AdipoR1 and AdipoR2 are newly discovered members of the huge family of seven-transmembrane receptors, but both receptors are structurally and functionally different from G-protein-coupled receptors. Little is known about the oligomerization of the AdipoRs. Here, we show the presence of endogenous AdipoR1 dimers in various cell lines and human muscle tissue. To directly follow and localize the dimerization, we applied bimolecular fluorescence complementation (BiFC) in combination with flow cytometry. We visualized and quantified AdipoR1 homodimers in HEK293 cells. Moreover, we identified a GxxxG dimerization motif in the fifth transmembrane domain of the AdipoR1. By mutating both glycine residues to phenylalanine or glutamic acid, we were able to modulate the dimerization of AdipoR1, implicating a role for the GxxxG motif in AdipoR1 dimerization. Furthermore, we tested whether the AdipoR1 ligand adiponectin had any influence on receptor dimerization. Interestingly, we found that adiponectin decreases the receptor dimerization in a concentration-dependent manner. This effect is mainly mediated by segments of the collagen-like domain of full-length adiponectin. Accordingly, this is the first direct read-out signal of adiponectin at the AdipoR1 receptor, which revealed the involvement of specific amino acids of both the receptor and the ligand to modulate the quaternary structure of the AdipoR1.

Protein kinase CK2 interacts with adiponectin receptor 1 and participates in adiponectin signaling.

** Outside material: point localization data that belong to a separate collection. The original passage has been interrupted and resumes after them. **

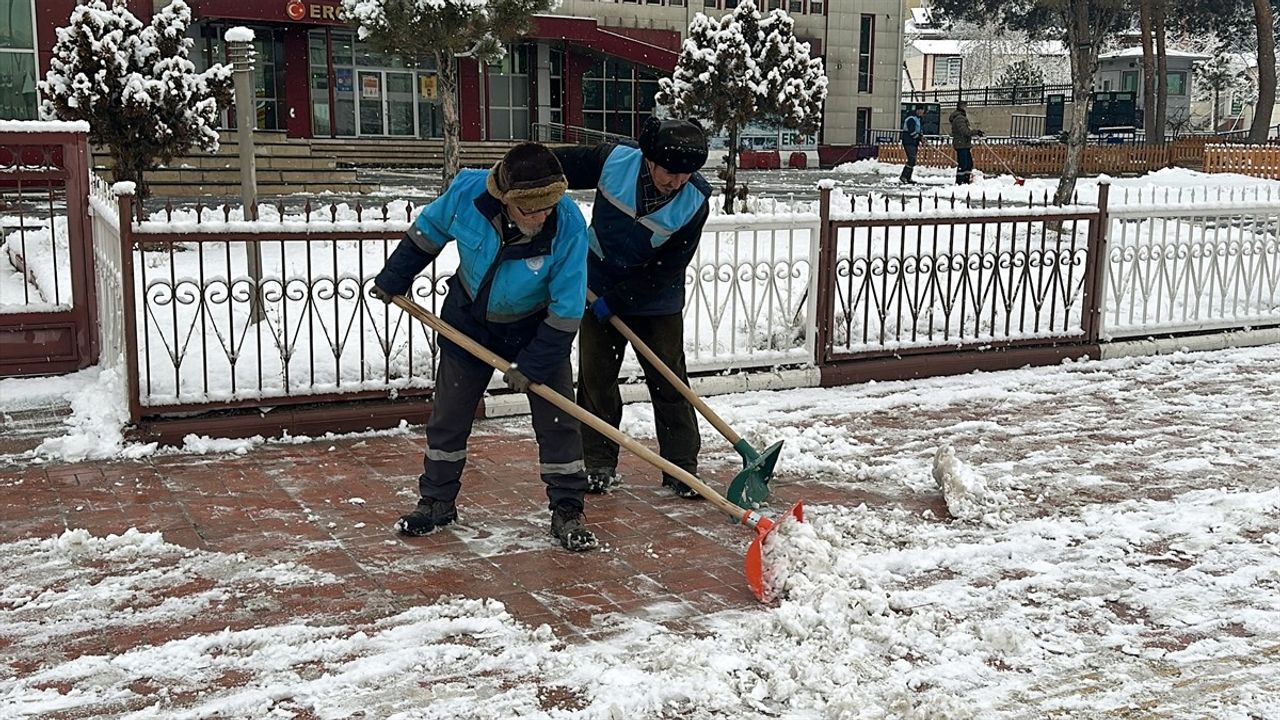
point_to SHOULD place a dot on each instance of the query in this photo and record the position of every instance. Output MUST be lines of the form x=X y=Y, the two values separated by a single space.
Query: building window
x=617 y=96
x=508 y=95
x=556 y=78
x=1237 y=103
x=373 y=94
x=18 y=99
x=865 y=53
x=947 y=72
x=863 y=126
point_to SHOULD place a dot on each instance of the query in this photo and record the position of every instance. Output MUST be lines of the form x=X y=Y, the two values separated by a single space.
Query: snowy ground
x=1118 y=556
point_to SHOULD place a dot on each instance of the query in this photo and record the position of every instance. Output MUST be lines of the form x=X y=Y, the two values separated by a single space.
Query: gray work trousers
x=460 y=384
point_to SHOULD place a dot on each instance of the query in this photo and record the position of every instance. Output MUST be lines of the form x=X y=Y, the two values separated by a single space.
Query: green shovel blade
x=750 y=487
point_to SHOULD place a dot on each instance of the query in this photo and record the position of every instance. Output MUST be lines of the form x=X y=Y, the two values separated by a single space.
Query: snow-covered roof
x=1137 y=53
x=240 y=33
x=44 y=126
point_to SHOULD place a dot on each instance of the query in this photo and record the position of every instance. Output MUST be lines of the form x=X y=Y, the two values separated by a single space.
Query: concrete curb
x=1189 y=343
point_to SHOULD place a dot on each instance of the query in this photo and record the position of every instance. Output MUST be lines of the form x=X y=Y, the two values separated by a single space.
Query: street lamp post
x=240 y=44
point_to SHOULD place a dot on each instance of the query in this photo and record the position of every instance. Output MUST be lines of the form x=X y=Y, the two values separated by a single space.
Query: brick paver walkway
x=329 y=505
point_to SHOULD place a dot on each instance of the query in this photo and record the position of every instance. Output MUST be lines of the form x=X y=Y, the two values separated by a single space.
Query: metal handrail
x=558 y=132
x=1010 y=95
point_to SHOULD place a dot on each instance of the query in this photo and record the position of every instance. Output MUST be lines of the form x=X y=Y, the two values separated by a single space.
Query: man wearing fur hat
x=650 y=205
x=519 y=290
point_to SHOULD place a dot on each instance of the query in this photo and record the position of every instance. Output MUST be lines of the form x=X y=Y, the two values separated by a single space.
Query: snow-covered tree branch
x=744 y=67
x=133 y=83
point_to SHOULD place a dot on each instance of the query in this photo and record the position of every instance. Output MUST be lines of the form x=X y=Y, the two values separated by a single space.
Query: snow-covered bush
x=744 y=67
x=135 y=85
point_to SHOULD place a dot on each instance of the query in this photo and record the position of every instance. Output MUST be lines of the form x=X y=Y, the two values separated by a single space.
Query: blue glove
x=600 y=309
x=516 y=379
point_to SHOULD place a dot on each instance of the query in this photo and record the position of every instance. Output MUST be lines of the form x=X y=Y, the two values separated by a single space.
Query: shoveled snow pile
x=965 y=491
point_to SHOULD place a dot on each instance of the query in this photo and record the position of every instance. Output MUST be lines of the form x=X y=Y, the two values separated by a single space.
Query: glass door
x=400 y=103
x=369 y=89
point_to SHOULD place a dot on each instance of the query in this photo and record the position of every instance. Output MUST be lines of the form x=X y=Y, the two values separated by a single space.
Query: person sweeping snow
x=519 y=291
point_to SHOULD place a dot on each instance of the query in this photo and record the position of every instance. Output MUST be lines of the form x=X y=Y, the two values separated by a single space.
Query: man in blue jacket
x=913 y=132
x=520 y=290
x=650 y=205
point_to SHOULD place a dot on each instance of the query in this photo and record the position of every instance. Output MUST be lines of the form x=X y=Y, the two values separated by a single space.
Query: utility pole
x=240 y=44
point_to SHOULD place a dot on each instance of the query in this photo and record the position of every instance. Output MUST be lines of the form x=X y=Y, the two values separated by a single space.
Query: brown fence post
x=826 y=269
x=81 y=244
x=1096 y=269
x=128 y=304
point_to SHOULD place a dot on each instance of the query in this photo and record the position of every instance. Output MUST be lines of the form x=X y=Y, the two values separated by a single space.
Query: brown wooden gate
x=48 y=305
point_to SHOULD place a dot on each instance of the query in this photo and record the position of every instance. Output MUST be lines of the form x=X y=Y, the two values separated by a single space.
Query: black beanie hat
x=677 y=146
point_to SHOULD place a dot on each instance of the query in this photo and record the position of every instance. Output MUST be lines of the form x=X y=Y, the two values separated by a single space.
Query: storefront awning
x=588 y=32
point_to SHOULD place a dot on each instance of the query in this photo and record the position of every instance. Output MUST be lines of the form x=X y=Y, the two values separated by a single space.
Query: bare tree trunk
x=1148 y=74
x=1157 y=19
x=1266 y=71
x=730 y=172
x=1084 y=59
x=447 y=69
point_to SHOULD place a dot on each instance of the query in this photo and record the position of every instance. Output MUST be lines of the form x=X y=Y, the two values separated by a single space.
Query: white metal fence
x=1171 y=267
x=1203 y=263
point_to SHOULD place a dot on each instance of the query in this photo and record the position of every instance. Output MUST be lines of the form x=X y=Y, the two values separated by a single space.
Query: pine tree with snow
x=1022 y=78
x=745 y=67
x=135 y=85
x=448 y=30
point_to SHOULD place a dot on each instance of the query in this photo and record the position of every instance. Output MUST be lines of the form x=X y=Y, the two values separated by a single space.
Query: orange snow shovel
x=752 y=519
x=750 y=487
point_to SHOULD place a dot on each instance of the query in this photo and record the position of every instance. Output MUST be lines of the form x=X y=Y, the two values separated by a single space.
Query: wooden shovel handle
x=716 y=420
x=567 y=405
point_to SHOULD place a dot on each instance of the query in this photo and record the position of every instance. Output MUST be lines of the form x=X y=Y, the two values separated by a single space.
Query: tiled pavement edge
x=330 y=505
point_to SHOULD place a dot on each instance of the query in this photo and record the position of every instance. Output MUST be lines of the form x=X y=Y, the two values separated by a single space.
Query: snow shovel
x=759 y=523
x=752 y=486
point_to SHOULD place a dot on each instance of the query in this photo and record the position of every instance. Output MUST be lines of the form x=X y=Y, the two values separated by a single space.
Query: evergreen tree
x=1242 y=26
x=744 y=67
x=1225 y=73
x=447 y=30
x=1083 y=26
x=133 y=83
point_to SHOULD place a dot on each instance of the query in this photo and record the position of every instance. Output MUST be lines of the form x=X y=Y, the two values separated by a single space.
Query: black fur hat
x=677 y=146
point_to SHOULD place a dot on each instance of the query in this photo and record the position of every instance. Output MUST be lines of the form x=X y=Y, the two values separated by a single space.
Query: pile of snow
x=965 y=491
x=96 y=425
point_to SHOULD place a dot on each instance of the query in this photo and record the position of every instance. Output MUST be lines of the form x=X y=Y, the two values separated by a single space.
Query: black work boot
x=426 y=518
x=602 y=481
x=567 y=527
x=680 y=488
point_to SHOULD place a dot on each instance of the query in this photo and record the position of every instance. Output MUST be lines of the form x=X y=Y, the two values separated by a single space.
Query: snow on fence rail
x=915 y=276
x=1040 y=159
x=920 y=278
x=321 y=336
x=1179 y=267
x=1257 y=160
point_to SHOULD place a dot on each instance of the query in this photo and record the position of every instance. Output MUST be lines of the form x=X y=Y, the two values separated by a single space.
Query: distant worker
x=913 y=132
x=961 y=139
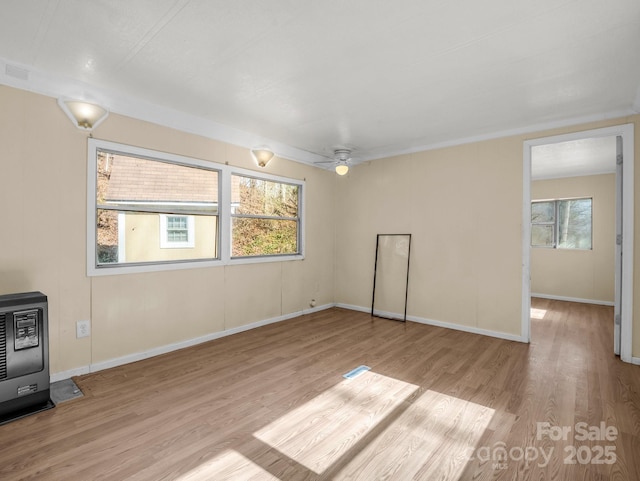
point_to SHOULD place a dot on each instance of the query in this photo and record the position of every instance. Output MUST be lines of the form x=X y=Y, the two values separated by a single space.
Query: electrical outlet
x=83 y=329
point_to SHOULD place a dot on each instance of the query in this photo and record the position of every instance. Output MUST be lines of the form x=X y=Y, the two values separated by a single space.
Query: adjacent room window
x=265 y=220
x=562 y=224
x=150 y=210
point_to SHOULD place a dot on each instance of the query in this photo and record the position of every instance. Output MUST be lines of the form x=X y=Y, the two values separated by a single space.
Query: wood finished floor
x=272 y=404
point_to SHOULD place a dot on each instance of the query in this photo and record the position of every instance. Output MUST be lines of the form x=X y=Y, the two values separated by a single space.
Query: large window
x=150 y=210
x=265 y=220
x=561 y=224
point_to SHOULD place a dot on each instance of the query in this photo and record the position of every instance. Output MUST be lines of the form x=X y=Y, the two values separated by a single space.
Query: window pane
x=127 y=181
x=134 y=237
x=542 y=235
x=252 y=196
x=542 y=212
x=255 y=237
x=574 y=224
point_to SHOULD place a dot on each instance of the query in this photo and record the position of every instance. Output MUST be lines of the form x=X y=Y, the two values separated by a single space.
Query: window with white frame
x=562 y=223
x=265 y=220
x=151 y=210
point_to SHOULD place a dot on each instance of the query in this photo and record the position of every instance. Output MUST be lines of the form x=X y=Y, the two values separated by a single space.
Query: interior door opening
x=605 y=152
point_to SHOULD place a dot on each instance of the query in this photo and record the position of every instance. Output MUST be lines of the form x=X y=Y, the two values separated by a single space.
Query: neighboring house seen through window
x=154 y=211
x=562 y=224
x=177 y=231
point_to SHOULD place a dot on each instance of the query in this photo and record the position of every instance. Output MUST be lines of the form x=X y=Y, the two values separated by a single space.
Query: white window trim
x=224 y=213
x=165 y=243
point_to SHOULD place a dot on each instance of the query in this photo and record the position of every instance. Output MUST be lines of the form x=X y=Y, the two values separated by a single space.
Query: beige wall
x=43 y=177
x=462 y=204
x=580 y=274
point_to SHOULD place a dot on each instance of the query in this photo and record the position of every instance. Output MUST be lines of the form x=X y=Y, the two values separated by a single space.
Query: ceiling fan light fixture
x=342 y=169
x=262 y=155
x=84 y=115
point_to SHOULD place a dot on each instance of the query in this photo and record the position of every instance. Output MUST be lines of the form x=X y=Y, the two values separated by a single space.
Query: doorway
x=623 y=138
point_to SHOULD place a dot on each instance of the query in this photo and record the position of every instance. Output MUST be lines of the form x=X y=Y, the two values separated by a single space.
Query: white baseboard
x=447 y=325
x=572 y=299
x=139 y=356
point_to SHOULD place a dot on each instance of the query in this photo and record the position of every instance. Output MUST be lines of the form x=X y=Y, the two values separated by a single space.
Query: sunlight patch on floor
x=435 y=438
x=319 y=432
x=228 y=466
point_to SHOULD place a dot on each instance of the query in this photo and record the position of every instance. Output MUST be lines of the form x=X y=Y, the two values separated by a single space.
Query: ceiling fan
x=341 y=160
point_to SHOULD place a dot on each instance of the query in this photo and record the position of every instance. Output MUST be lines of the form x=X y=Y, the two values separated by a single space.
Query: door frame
x=626 y=131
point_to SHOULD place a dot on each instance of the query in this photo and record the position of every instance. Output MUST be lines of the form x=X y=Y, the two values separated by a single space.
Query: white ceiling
x=381 y=77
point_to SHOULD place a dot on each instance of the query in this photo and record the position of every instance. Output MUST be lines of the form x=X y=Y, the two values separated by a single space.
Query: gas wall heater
x=24 y=355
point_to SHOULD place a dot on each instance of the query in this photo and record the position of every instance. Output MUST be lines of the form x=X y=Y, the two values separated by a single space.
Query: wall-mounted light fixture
x=84 y=115
x=342 y=169
x=262 y=155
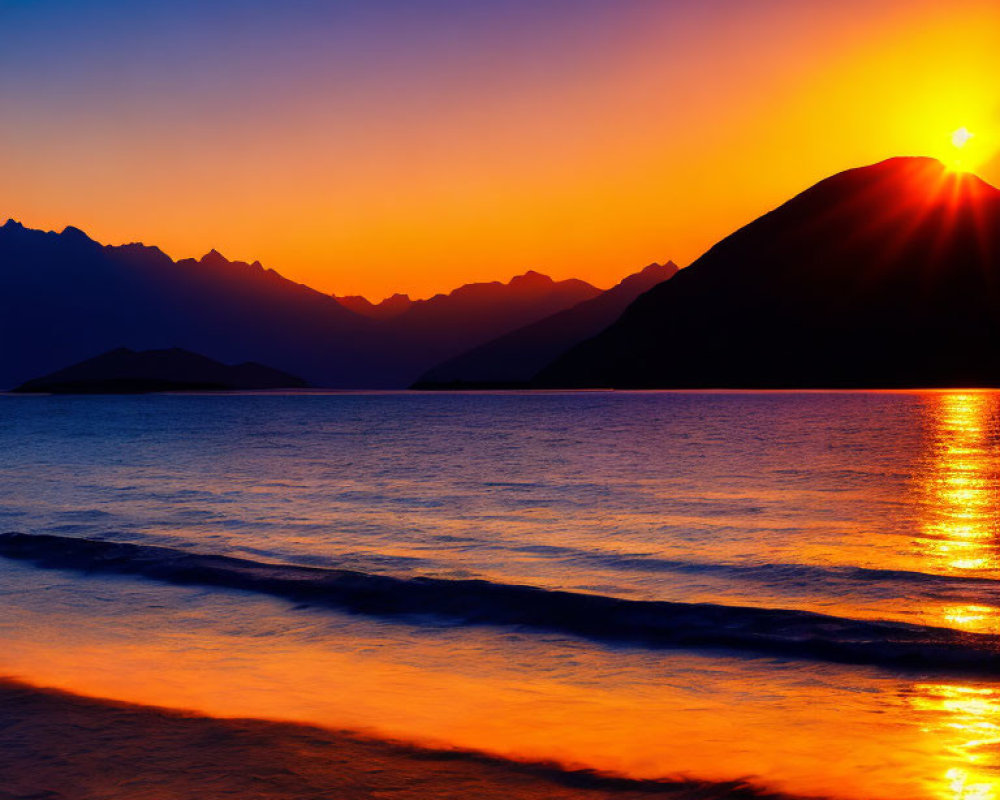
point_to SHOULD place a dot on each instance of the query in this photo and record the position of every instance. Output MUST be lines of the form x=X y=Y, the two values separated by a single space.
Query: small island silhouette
x=125 y=371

Adiponectin is an adipokine with anti-atherogenic, anti-diabetic and insulin sensitizing properties. Its effects on energy homeostasis, glucose and lipid metabolism are mediated by two ubiquitously expressed seven-transmembrane receptors, AdipoR1 and -R2. With the exception of APPL1 and RACK1, no intracellular binding partners of adiponectin receptors are reported and thus signaling pathways downstream of these receptors remain largely unknown. To incorporate adiponectins protective potential in drug development it is essential to understand adiponectin signaling cascades in detail. A yeast two-hybrid approach employing AdipoR1s cytoplasmatic N-terminus led to the identification of the regulatory subunit of protein kinase CK2. We confirmed the interaction in co-immunoprecipitation, ELISA experiments and co-localization analysis in mammalian cells. Furthermore we could localize the interaction site in an N-terminal basic region close to the transmembrane domain. In adiponectin stimulation experiments of C2C12 mouse myotubes and MCF7 cells incorporating CK2 inhibitor 2-dimethylamino-4,5,6,7-tetrabromo-1H-benz-imidazole (DMAT) we found a modulator role of CK2 in adiponectin signaling. Accordingly we identified the regulatory subunit of protein kinase CK2 as a novel intracellular partner of AdipoR1 and have strong evidence of CK2 as an effector molecule in adiponectin signaling. Since CK2 is involved in signaling cascades of other adipokines and hormones, e.g. leptin and insulin, our findings suggest a possible key function in crosstalk between adiponectin and insulin signaling pathways and could provide further insight into the anti-diabetic effects of adiponectin.